Geelong is a city going through a turbulent transition, stranded between its history and its future. Its modern legacy as a stronghold of heavy industry – led by Ford, Alcoa and Shell – is fading fast.
Ford has been closing its Geelong manufacturing works for some time, with the final jobs to go by 2016. Alcoa has announced that its ageing aluminium smelter and rolling mill would close in August, at a cost of 800 jobs. Last year Qantas axed just under 300 maintenance jobs at the nearby Avalon Airport and Target sacked 260 workers from its Geelong head office.
Geelong has a long history as a city, and with that, a long history of being able to rebuild itself from problems past. There is little doubt Geelong will reinvent itself as a smart city of the future on the back of its tourism, agriculture and, service industries, as well as its role as a port, and its role as a hub for new industry, such as carbon fibre manufacturing.

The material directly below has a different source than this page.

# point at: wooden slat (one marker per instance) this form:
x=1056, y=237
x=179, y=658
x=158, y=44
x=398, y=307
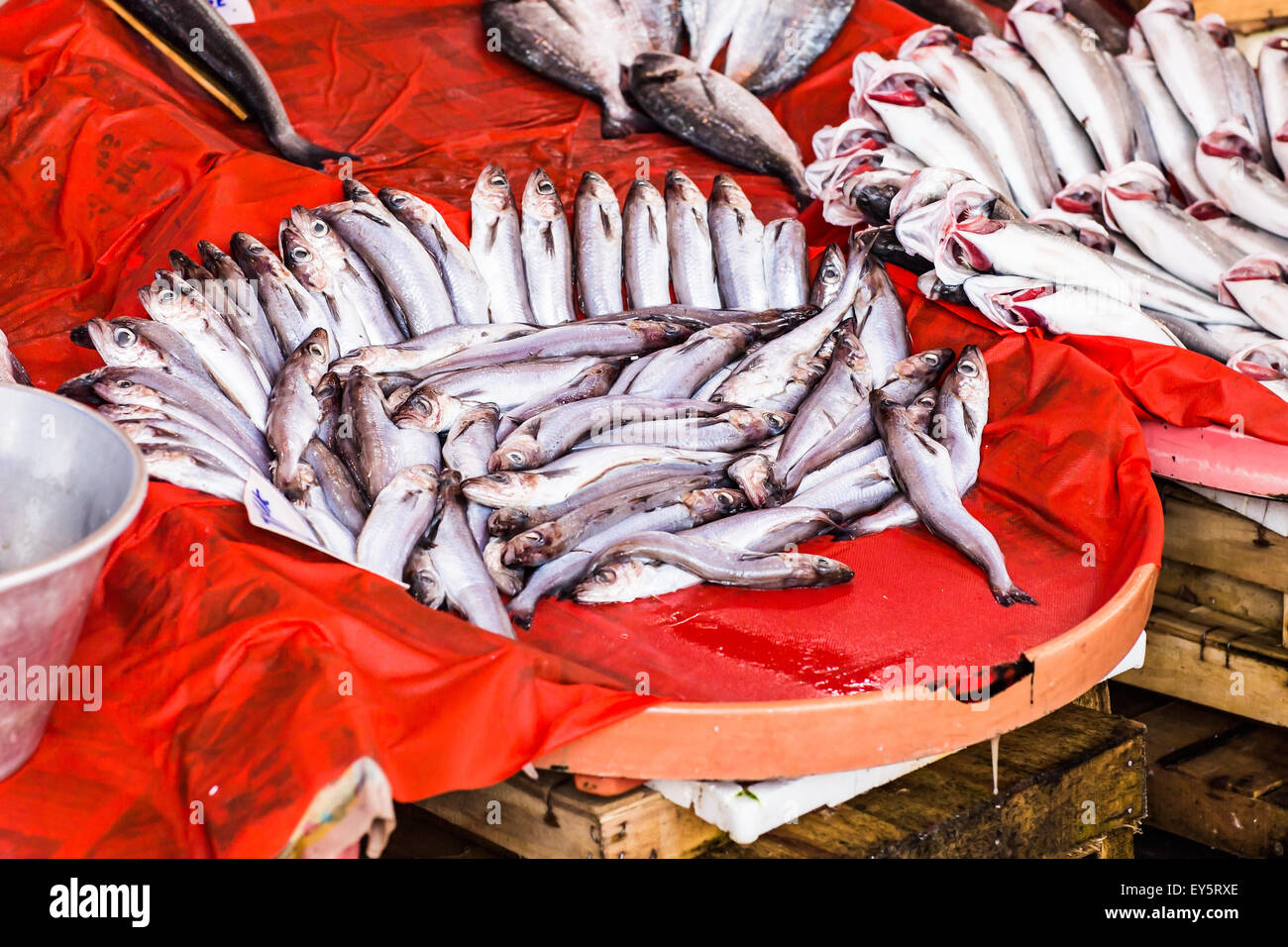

The inevitable and immediate pain of future uncertainty looms for Geelong’s recently unemployed. One of the major problems with widespread job cuts to similar industries to an area in a short period of time is that it creates a situation where there are too many workers looking for what little work is still available. As Professor Louse Johnson explained during my interview with her, about one third of workers will find work in a similar industry, maintaining a similar standard of living; another third will find work in lesser jobs, reducing their standard of living. For the other third, it’s unlikely that they will work again. The question of whether to remain in Geelong, the bedrock of many workers’ lives, beckons also.
Fitter and turner Jay Craven, 24, was made redundant by Ford in Geelong in an early wave of job cuts. The atmosphere of redundancy is not a good one. The media seem to know information before the workers do, and there’s a general sense of despondency in the air as colleagues and friends turn on each other in a battle for job survival.
Whilst many of his colleagues tried to find work in and around Geelong to varying degrees of success, Jay decided to apply for a jobs in Melbourne. After a period of applying for jobs without luck, a family friend suggested he apply for a maintenance job at Yarra Trams. When he found out that he got the job, the decision to head down the highway was an easy one. Unlike some of his colleagues whom were rentrenched in Geelong with homes and young families, Jay’s only attachment was a sentimental one, having lived in the area his whole life.
Jay now lives in Preston with his sister, who also works in Melbourne. He is really enjoying the change, believing his fresh start will allow him to better develop a career and grow as a person. No one likes seeing people lose their jobs, but for Jay, redundancy was was the catalyst for a positive change in his life.